18.5 An XML Format Example

The example in this section describes how to decode and encode XML data.

The example includes the following:

  • Workflow and Ultra configurations (ultra_xml_example.zip):
    • CSV_TO_XML_WF - Collects a CSV formatted file and converts it to XML. Optional fields that are not included in the CSV are populated in the workflow.
    • XML_TO_CSV_WF - Collects am XML formatted file and converts it to CSV. Optional fields in the XML are discarded.
    • ULTRA_CSV - CSV decoder and encoder.
    • ULTRA_XML - XML decoder and encoder.
  • Input data in CSV format (INFILE01.txt).
     

Follow these steps to run the example:

  1. Download the example files to /opt/ultraXML.
  2. Create the subdirectory indata in /opt/ultraXML.
  3. Copy INFILE01.txt to /opt/ultraXML/indata.
  4. Open the System Importer and select /opt/ultraXML/ultra_xml_example.zip.
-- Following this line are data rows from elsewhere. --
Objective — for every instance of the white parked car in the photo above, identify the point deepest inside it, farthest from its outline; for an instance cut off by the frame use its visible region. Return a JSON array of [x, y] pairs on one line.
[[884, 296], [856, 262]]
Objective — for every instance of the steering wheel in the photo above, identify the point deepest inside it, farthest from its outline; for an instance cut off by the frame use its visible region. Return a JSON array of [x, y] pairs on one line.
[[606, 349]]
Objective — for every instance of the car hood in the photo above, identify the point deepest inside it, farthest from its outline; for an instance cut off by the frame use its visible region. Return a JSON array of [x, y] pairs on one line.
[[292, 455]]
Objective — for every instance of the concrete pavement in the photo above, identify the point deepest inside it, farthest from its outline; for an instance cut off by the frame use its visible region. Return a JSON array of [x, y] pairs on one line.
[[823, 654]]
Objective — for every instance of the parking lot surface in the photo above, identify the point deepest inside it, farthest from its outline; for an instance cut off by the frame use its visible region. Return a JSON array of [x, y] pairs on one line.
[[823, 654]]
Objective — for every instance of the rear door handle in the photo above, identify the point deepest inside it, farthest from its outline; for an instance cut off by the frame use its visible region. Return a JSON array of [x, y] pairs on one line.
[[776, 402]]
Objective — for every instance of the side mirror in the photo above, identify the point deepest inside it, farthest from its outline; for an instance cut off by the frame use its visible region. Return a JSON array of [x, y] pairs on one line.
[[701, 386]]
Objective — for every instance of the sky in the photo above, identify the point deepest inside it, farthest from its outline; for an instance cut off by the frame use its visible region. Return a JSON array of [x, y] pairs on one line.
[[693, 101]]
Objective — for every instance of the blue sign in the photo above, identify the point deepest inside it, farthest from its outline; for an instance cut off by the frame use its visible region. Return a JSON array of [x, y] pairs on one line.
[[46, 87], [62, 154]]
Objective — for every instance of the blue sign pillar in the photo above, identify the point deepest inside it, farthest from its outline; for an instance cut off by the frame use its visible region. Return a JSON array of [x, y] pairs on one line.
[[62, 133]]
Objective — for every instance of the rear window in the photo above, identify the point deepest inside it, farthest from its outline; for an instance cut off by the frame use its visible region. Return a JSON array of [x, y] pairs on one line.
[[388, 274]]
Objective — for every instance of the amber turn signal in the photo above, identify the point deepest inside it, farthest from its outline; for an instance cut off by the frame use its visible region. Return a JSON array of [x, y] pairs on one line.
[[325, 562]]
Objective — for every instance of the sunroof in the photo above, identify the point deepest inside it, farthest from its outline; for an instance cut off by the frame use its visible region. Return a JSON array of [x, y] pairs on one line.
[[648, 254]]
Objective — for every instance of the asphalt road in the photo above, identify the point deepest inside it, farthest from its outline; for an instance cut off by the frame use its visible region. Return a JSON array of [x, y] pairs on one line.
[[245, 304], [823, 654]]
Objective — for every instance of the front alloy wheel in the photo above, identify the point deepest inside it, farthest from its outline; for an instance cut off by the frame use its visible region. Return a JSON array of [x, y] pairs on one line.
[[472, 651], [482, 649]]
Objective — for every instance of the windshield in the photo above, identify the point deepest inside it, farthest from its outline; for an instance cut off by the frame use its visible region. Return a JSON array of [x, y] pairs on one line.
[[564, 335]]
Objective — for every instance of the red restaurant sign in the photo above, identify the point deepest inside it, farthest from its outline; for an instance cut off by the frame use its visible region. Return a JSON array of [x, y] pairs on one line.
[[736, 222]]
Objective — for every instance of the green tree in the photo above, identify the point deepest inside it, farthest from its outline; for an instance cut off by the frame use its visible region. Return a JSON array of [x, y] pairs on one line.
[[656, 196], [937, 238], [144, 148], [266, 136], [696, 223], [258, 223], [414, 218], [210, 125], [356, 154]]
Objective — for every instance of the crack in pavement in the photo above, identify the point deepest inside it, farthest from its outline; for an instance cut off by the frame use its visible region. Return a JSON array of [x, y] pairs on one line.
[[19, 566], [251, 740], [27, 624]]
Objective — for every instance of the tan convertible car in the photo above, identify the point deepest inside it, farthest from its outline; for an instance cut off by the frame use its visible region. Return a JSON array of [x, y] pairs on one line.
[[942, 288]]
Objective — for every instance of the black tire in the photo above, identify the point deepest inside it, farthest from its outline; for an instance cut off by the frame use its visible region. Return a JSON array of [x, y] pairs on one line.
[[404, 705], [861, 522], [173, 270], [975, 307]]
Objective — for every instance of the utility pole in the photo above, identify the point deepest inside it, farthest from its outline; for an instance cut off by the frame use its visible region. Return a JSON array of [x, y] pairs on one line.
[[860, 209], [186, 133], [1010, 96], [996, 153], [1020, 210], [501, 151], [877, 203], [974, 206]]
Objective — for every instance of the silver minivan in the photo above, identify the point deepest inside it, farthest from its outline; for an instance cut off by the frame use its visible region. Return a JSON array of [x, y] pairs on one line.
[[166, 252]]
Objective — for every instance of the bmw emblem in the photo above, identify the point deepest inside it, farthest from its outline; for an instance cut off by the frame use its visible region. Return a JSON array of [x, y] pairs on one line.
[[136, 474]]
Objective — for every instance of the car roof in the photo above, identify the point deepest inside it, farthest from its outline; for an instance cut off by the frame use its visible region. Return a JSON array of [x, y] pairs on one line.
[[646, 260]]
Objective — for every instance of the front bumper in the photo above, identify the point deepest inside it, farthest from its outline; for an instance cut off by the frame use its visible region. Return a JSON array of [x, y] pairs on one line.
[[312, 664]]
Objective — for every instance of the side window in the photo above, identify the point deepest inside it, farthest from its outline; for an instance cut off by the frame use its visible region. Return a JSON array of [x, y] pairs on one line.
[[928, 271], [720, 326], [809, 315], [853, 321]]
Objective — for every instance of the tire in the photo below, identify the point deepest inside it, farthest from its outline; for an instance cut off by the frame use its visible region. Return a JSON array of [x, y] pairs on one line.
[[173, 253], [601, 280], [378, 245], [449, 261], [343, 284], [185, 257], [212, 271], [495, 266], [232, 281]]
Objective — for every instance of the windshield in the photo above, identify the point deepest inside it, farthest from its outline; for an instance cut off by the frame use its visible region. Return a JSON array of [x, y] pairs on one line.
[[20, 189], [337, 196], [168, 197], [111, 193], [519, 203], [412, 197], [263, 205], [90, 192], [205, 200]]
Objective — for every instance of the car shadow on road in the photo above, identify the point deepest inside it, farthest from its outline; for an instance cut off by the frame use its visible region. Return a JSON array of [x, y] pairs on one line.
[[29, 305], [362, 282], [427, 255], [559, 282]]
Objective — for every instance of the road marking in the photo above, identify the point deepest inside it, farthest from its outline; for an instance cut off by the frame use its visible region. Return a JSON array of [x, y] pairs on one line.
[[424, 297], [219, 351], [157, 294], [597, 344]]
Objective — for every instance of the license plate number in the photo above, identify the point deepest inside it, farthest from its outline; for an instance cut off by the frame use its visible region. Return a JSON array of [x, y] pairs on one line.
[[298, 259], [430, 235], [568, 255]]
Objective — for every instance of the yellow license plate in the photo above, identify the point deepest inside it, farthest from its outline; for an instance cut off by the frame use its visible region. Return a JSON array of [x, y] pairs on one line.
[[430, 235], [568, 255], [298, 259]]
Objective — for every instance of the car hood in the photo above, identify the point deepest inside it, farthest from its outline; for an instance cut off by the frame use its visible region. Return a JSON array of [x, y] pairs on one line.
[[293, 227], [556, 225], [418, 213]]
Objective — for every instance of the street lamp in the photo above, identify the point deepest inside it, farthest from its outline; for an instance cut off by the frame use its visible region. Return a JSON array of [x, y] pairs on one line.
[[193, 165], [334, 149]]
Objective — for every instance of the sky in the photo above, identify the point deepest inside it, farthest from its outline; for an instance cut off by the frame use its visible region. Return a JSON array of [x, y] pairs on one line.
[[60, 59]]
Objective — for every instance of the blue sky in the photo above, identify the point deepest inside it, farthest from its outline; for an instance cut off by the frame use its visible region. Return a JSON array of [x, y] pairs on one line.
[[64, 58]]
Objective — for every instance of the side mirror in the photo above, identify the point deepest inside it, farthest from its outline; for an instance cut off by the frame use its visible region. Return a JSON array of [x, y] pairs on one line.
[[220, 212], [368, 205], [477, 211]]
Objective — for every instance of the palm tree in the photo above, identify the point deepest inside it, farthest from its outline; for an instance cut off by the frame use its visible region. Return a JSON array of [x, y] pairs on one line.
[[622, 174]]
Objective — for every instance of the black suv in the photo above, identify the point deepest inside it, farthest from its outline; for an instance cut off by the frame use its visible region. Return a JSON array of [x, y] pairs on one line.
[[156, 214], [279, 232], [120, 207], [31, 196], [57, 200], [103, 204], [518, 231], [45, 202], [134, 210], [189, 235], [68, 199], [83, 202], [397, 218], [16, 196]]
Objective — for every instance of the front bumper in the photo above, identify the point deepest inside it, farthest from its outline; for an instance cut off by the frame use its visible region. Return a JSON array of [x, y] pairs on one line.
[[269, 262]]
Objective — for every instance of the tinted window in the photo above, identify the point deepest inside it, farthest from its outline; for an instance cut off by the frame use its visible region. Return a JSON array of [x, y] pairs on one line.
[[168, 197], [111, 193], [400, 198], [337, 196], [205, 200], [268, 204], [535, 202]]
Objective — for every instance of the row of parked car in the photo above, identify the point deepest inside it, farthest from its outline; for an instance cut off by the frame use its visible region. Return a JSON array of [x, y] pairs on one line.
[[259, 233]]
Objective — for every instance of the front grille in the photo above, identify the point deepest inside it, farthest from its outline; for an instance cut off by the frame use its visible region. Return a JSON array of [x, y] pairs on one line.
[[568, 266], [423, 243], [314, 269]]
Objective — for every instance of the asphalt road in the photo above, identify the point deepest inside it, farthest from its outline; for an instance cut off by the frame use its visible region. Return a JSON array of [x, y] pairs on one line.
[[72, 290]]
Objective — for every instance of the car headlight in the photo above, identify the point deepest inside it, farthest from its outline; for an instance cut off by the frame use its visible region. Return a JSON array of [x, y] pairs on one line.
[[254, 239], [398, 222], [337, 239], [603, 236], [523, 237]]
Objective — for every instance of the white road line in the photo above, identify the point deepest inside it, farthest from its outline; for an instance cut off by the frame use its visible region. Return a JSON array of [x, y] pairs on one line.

Import all configurations.
  5. Start the workflow CSV_TO_XML_WF. This will create an XML file based on the CSV input in the directory /opt/ultraXML/out.
  6. Copy the generated XML file to the directory /opt/UltraXML/indata.
  7. Start the workflow XML_TO_CSV_WF. A CSV file that is identical to the downloaded input file will be created in /opt/ultraXML/out.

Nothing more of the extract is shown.